Paul Flora

Paul Flora wurde am 29. Juni 1922 als Sohn eines Arztes in der kleinen Alpenstadt Glurns im Vinschgau/Südtirol geboren. Seine Familie zog 1927 nach Nordtirol, nach Innsbruck, wo Paul Flora inmitten seiner sechs Geschwister aufwuchs und zur Schule ging. Ein Zeichenlehrer entdeckte sein Talent und brachte ihn mit dem Maler und Porträtisten Max von Esterle zusammen, der ihn in Malerei unterrichtete und ihn die Radiertechnik lehrte.
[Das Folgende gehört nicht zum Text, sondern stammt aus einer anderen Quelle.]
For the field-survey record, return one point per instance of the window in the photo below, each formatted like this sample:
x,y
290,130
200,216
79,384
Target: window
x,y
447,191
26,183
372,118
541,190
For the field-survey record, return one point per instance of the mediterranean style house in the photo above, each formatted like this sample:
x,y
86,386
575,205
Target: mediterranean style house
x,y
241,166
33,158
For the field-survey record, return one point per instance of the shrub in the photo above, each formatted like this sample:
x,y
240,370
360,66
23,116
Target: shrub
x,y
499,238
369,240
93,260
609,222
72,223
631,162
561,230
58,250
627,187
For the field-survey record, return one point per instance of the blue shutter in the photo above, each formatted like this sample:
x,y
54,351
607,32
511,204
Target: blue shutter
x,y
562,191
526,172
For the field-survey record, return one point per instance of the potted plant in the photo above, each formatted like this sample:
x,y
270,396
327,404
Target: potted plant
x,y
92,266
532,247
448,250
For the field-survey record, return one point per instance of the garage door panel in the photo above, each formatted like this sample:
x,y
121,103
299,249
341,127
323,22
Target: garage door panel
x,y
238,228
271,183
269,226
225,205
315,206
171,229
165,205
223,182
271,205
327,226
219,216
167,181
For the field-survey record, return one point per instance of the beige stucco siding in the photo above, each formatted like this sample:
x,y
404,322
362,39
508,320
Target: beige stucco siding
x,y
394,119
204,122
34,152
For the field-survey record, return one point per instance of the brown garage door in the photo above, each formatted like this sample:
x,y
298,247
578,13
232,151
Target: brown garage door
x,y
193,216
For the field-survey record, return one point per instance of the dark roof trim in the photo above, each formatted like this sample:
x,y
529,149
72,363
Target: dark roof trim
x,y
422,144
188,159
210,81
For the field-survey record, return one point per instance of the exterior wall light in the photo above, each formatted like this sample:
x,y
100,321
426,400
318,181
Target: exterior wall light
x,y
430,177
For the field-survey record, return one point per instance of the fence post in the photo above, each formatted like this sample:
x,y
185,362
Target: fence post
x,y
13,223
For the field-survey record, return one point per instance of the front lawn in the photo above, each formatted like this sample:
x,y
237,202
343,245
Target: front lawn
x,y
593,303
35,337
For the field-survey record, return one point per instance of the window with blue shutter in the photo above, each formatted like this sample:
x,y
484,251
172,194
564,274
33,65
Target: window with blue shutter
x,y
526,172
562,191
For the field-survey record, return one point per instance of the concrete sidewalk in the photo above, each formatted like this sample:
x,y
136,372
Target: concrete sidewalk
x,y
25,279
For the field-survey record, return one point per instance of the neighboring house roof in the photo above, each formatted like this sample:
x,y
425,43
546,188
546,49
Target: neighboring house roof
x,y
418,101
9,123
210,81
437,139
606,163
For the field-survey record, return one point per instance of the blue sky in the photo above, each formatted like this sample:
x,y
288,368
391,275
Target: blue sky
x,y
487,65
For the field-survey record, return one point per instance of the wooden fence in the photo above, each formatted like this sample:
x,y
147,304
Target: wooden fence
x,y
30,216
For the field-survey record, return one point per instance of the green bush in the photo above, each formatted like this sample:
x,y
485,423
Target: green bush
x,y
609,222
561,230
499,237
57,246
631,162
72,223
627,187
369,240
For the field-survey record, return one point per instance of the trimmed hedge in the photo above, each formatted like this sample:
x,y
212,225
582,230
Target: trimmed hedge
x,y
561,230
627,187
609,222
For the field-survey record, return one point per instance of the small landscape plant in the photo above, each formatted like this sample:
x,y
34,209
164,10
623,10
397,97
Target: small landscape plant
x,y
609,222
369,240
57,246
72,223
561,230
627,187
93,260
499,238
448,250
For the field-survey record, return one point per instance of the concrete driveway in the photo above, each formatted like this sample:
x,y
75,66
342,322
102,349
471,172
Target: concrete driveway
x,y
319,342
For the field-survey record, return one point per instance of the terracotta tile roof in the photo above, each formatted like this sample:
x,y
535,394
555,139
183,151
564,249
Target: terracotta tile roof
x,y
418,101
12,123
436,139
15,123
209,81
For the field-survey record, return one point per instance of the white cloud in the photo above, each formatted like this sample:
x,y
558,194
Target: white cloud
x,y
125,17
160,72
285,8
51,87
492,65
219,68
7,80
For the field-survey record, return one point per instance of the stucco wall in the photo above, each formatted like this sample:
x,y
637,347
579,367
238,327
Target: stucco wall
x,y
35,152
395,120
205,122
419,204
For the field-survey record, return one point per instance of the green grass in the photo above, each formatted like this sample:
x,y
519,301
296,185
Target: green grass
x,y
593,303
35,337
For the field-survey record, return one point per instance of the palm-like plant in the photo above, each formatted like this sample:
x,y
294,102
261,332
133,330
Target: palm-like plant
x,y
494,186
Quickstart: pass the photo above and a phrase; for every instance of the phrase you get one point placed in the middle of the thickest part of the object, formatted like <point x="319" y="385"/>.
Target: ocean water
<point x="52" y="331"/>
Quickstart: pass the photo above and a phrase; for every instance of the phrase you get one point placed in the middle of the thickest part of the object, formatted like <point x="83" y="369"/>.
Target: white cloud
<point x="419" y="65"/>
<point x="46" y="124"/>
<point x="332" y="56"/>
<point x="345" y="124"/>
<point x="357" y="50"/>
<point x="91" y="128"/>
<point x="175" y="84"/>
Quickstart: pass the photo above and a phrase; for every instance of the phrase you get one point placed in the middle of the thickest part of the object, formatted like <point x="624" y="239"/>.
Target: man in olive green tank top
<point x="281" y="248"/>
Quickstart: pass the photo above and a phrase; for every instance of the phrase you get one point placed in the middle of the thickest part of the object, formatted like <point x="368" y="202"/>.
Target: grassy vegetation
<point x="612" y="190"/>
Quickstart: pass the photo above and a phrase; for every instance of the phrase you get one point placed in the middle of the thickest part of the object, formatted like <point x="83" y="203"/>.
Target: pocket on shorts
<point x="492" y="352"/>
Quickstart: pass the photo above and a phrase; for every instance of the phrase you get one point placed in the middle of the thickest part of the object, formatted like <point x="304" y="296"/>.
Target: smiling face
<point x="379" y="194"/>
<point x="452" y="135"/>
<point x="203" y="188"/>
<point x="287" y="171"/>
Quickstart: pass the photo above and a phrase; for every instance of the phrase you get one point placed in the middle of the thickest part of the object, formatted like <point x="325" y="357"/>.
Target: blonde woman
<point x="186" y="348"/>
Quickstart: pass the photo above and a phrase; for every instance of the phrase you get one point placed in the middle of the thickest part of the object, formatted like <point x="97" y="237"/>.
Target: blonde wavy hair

Um dem Kriegsdienst in der Wehrmacht zu entgehen, schrieb er sich in der Münchener Akademie der Bildenden Künste ein. Dort war Flora offiziell auch Student bei Olaf Gulbransson, dennoch haben sich die beiden in München nicht kennengelernt. „Weil weder Schüler noch Lehrer in der Institution anwesend waren“, erzählte Flora gern. Denn die beiden späteren Freunde waren den akademischen Strukturen nicht sonderlich zugeneigt. 1944 wurde Flora doch noch eingezogen und leistete Kriegsdienst in Italien, Ungarn und in der Slowakei.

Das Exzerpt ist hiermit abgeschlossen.